4. Exercise 19.10 (a. and b.) Lossless Joins. For part b., a good decomposition means it provides lossless join(s) and preserves FDs. For each case 1-4, first check if the join(s) are lossless and give up if not. If lossless, determine whether the FDs are preserved.
5. Decompositions. Find a BCNF decomposition of the relation of Problem 19.10 for parts 1. and 2., using the FD sets given for each case. Part 2 is optional for CS630 since it involves a situation where BCNF and 3NF are possibly different: it has two two-column keys. Analyze the BCNF decomposition for unpreserved dependencies. If you find a 3NF decomposition that preserves dependencies along the way, report it. Note that the first step is to find the keys, so you can test FDs as described on pp. 616-618. When you have a choice as to which non-BCNF FD to work on (in part 2), choose the first such FD and use it for a decomposition, then later come back and determine what happens if you choose the second one.

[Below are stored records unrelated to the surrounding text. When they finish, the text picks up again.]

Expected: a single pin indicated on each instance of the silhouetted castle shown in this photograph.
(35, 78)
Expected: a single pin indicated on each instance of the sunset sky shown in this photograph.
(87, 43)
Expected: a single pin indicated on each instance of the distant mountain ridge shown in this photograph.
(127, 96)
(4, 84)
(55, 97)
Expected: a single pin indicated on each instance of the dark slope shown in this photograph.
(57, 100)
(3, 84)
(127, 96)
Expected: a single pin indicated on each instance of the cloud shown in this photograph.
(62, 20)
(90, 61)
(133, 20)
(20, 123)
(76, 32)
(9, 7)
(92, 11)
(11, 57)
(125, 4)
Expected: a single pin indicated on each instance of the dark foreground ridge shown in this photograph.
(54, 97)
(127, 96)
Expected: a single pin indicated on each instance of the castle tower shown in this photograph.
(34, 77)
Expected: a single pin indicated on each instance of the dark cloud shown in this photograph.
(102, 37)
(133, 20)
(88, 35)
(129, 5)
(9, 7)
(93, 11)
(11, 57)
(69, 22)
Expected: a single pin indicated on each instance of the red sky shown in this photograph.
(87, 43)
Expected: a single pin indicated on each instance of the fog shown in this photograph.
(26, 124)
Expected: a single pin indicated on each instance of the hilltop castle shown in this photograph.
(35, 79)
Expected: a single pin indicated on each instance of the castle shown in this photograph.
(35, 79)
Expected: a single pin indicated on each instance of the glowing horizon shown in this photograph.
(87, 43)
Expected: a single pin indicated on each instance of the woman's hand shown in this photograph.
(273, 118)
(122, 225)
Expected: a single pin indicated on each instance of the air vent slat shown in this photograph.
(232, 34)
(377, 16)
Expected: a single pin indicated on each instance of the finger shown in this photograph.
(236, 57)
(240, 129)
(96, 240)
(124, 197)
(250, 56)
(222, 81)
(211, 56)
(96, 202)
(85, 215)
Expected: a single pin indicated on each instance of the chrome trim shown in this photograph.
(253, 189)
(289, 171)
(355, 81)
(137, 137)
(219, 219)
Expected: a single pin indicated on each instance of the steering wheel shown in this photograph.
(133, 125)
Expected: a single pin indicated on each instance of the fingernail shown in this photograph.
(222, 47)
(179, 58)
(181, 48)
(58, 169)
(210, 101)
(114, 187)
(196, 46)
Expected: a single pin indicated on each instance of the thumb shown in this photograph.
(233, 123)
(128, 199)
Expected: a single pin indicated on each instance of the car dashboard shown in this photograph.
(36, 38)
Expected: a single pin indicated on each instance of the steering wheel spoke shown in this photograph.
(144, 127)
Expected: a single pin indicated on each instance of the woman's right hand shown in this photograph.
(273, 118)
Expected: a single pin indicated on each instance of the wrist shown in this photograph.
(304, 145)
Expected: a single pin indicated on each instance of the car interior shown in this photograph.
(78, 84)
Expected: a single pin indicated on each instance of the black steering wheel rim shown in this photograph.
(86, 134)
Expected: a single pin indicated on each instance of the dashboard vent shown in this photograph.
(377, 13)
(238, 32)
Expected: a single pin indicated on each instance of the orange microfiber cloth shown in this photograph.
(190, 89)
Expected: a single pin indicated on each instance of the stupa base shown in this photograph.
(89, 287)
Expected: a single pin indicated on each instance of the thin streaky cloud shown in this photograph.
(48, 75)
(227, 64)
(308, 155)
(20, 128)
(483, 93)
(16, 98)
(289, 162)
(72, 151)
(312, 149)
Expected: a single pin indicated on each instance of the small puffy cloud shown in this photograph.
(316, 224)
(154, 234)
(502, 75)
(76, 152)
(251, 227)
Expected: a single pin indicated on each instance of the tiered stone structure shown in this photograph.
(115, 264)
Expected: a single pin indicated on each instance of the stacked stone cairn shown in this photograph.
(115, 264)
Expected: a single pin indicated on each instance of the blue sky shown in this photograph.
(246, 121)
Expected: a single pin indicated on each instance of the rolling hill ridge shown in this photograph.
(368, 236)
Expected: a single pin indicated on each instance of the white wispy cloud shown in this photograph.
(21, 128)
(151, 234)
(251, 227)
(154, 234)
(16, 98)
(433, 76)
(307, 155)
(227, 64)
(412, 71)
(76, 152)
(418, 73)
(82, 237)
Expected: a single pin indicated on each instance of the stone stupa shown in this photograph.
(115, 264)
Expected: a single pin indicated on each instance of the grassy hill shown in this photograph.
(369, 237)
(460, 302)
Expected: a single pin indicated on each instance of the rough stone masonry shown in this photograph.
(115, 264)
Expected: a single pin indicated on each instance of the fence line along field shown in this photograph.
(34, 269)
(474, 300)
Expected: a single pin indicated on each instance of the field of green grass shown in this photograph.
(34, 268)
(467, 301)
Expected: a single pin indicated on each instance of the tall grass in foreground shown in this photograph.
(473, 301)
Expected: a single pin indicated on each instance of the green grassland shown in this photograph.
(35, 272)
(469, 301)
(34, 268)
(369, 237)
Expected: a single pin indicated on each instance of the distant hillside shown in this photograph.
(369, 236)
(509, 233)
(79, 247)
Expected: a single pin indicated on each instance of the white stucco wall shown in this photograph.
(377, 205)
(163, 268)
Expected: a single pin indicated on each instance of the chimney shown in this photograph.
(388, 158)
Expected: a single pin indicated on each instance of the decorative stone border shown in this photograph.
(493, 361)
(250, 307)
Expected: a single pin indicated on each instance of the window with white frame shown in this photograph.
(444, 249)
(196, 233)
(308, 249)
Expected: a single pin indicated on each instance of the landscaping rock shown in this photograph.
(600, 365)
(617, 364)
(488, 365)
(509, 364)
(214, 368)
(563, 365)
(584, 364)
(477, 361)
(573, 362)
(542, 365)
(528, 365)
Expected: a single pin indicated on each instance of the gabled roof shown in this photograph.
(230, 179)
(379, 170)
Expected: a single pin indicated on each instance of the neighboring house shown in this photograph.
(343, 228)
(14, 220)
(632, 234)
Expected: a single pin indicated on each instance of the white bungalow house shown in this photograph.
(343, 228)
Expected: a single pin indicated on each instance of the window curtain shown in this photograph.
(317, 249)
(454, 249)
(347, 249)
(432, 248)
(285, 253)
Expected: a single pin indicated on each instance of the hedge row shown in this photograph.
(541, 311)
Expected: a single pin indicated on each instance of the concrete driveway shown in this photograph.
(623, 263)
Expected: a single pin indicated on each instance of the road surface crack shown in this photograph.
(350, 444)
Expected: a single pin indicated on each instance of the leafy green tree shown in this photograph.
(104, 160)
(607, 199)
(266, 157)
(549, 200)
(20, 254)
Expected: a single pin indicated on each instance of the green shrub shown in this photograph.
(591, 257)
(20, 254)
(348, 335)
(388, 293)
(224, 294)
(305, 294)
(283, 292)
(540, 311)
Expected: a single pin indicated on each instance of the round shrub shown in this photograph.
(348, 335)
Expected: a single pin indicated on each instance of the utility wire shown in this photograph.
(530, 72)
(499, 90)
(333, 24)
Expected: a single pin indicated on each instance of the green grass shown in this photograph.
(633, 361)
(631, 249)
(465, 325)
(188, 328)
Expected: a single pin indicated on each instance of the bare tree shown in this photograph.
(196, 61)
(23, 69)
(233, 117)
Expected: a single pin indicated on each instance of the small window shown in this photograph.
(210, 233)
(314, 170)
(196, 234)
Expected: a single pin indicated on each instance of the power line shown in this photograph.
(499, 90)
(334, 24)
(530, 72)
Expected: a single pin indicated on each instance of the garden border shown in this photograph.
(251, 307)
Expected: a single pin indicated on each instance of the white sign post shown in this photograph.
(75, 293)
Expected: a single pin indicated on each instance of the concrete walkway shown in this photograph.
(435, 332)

Note: The Monday, Dec. 10 lecture slides on authorization and security will be available by Dec. 7 for help with these:
6. Dropped 12/11 because we
didn't do the hw5 app referred to here. A web application usually
runs all its database code (all DML, no DDL) as a single user. Write
PL/SQL code to create an Oracle user webapp_user
with just
enough privileges to do all normal DML operations. See the 9 lines
of code in Murach on pg. 397 (online: fig
12-12) for creating the ap_user role, and use it as a model to write
similar commands for a webapp user (not a role, but you can use the same
sort of grant command for a user as for the ap_user role) that needs to
access the tables we used in hw5 (flights, employees, certified, aircraft,
assigned_flights, delayed_flights), giving minimal needed privileges (for
example, grant select but not insert, etc. if a certain table is never
updated). Assume the tables exist already in the account flightmgr, which you can log into and create this
script, so in the script you can use the tables' simple names like
flights. Don't worry about synonyms here. The first line of your
code should create the user webapp_user using the default tablespace users
and password sesame, and unlimited quota on users, like the command on pg.
385 (online: fig. 12-6).
Then grant role create session (for login, as on pg. 389 fig
12-8) to the new user, and then specify the table-related
privileges. You can't test this script because it takes DBA privilege to
run.
7. Suppose you need to provide access to the employees
table
without the salary information, to user clerk
. Give the code
to define a view empinfo(eid, ename)
that provides this
information from table employees, which is in schema HR for this problem.
The view is also in schema HR. Give the command to grant select access to
empinfo for user clerk, while keeping employees protected from clerk.
Assume you can login to account HR, so you have full privileges on
employees and empinfo. We don't need to do anything special about
employees to hide it from user clerk because by default it is not visible
to other users. You can test the view online but not the granted access,
so just record everything in your paper.